Hermeus has received a Special Airworthiness Certificate in the experimental category from the U.S. Federal Aviation Administration for its Quarterhorse Mk 2.1 aircraft, clearing the way for flight testing of the unmanned prototype. The certification follows roughly a year of collaboration between the Atlanta-based aerospace company and federal regulators as the aircraft moved from development to testing readiness.
The Quarterhorse program is central to Hermeus’ effort to accelerate the return of high-speed flight technologies. Rather than developing a single aircraft through a long design cycle, the company is pursuing an iterative approach in which successive prototypes are built and tested to generate data that informs the next design.
Quarterhorse Mk 2.1 represents the largest and most advanced aircraft produced in the program so far. With regulatory approval now in place, the aircraft will enter a flight-test campaign intended to explore performance at progressively higher speeds and altitudes.

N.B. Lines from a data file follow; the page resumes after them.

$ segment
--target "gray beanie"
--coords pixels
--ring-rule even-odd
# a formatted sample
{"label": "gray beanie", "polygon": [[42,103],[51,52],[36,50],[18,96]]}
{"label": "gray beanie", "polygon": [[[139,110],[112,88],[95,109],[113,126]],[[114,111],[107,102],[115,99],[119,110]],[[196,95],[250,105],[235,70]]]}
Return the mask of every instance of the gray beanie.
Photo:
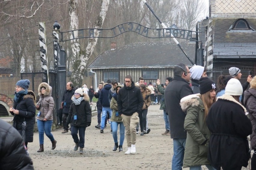
{"label": "gray beanie", "polygon": [[16,85],[19,86],[24,90],[28,90],[30,82],[27,79],[24,80],[20,80],[17,82],[16,83]]}
{"label": "gray beanie", "polygon": [[233,77],[234,77],[236,76],[239,73],[241,72],[240,69],[235,67],[230,67],[228,69],[228,70],[229,71],[229,74]]}

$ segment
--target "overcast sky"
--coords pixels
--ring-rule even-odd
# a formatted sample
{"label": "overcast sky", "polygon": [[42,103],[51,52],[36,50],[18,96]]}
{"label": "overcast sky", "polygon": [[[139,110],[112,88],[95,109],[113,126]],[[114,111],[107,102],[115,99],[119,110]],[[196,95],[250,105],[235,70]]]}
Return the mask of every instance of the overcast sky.
{"label": "overcast sky", "polygon": [[202,14],[202,18],[200,20],[203,20],[205,19],[206,17],[209,15],[209,0],[202,0],[203,2],[205,4],[206,11],[206,12],[205,14]]}

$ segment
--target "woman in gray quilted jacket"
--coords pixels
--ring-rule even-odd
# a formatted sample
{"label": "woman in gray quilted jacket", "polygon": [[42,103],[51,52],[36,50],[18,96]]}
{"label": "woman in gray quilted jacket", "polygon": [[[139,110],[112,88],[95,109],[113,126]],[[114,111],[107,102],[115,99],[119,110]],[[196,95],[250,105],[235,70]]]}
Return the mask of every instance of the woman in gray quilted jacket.
{"label": "woman in gray quilted jacket", "polygon": [[46,83],[40,84],[38,88],[38,95],[40,97],[39,101],[36,104],[36,109],[39,110],[37,114],[37,127],[39,132],[39,142],[40,148],[38,152],[43,152],[44,135],[44,133],[52,142],[52,149],[56,148],[56,141],[51,133],[53,123],[53,112],[54,101],[51,97],[52,87]]}

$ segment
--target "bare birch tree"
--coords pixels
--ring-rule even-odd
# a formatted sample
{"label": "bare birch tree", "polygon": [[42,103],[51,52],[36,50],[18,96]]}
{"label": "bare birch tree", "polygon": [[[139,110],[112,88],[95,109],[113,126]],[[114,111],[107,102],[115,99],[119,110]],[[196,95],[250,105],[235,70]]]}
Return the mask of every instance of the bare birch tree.
{"label": "bare birch tree", "polygon": [[[69,13],[70,16],[70,29],[76,29],[78,28],[78,14],[76,12],[77,7],[77,0],[71,0]],[[104,22],[106,15],[108,11],[109,0],[102,0],[99,14],[95,21],[93,28],[101,28]],[[95,36],[99,35],[99,33],[95,30]],[[78,31],[74,31],[75,37],[78,37]],[[71,35],[71,36],[72,36]],[[78,40],[72,40],[71,46],[74,56],[74,61],[73,65],[73,71],[71,75],[70,81],[75,85],[81,85],[84,74],[87,71],[88,61],[98,41],[98,38],[90,38],[88,44],[84,50],[81,49]]]}

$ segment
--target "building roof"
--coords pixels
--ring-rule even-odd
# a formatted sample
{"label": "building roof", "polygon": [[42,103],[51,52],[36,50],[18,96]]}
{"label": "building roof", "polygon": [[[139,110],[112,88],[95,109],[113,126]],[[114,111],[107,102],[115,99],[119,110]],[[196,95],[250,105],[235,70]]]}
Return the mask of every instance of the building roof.
{"label": "building roof", "polygon": [[214,43],[213,55],[216,56],[256,55],[256,43]]}
{"label": "building roof", "polygon": [[256,19],[245,19],[251,30],[231,29],[239,18],[215,21],[213,55],[216,56],[255,56],[256,55]]}
{"label": "building roof", "polygon": [[[187,42],[180,43],[192,61],[194,61],[196,44]],[[134,43],[103,52],[88,68],[169,67],[181,63],[192,65],[174,42]]]}

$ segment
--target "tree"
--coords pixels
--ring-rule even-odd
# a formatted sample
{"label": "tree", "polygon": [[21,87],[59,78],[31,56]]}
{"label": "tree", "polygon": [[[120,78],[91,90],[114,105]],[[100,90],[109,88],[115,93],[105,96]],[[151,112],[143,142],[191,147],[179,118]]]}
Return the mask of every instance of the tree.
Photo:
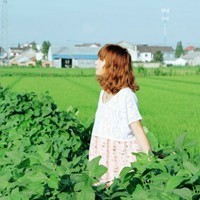
{"label": "tree", "polygon": [[49,41],[43,41],[43,43],[42,43],[42,53],[44,54],[44,58],[47,58],[50,46],[51,46],[51,43]]}
{"label": "tree", "polygon": [[35,51],[37,51],[37,45],[36,45],[36,42],[32,42],[31,45],[32,45],[32,46],[31,46],[32,49],[35,50]]}
{"label": "tree", "polygon": [[176,45],[176,52],[175,52],[175,57],[176,58],[180,58],[181,55],[183,55],[184,53],[184,50],[183,50],[183,45],[182,45],[182,42],[177,42],[177,45]]}
{"label": "tree", "polygon": [[161,51],[156,51],[153,54],[153,61],[154,62],[163,62],[163,53]]}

Testing is taking place at Spaceport America in New Mexico, within the restricted airspace of White Sands Missile Range. The location provides the controlled environment typically required for experimental aircraft programs, where engineers can evaluate aerodynamic performance and gather telemetry without interfering with commercial air traffic.
Interest in high-speed aviation has grown in recent years as startups and established aerospace companies revisit technologies that largely disappeared after the retirement of supersonic passenger travel. Advances in materials science, propulsion, and computational design have renewed speculation that faster-than-sound aircraft could once again play a role in both military and commercial transportation.
Hermeus has positioned its work within that broader resurgence, emphasizing rapid prototyping and frequent testing rather than lengthy development timelines. Each Quarterhorse aircraft functions as a learning platform, helping engineers refine designs for future vehicles capable of sustained high-speed flight.
While the company’s long-term ambitions extend beyond experimental prototypes, the immediate goal is more practical: gathering the real-world data needed to push aircraft performance toward supersonic speeds. For aerospace engineers, the approval of Quarterhorse Mk 2.1 marks another step in an incremental process that could eventually reshape how high-speed flight is designed and tested.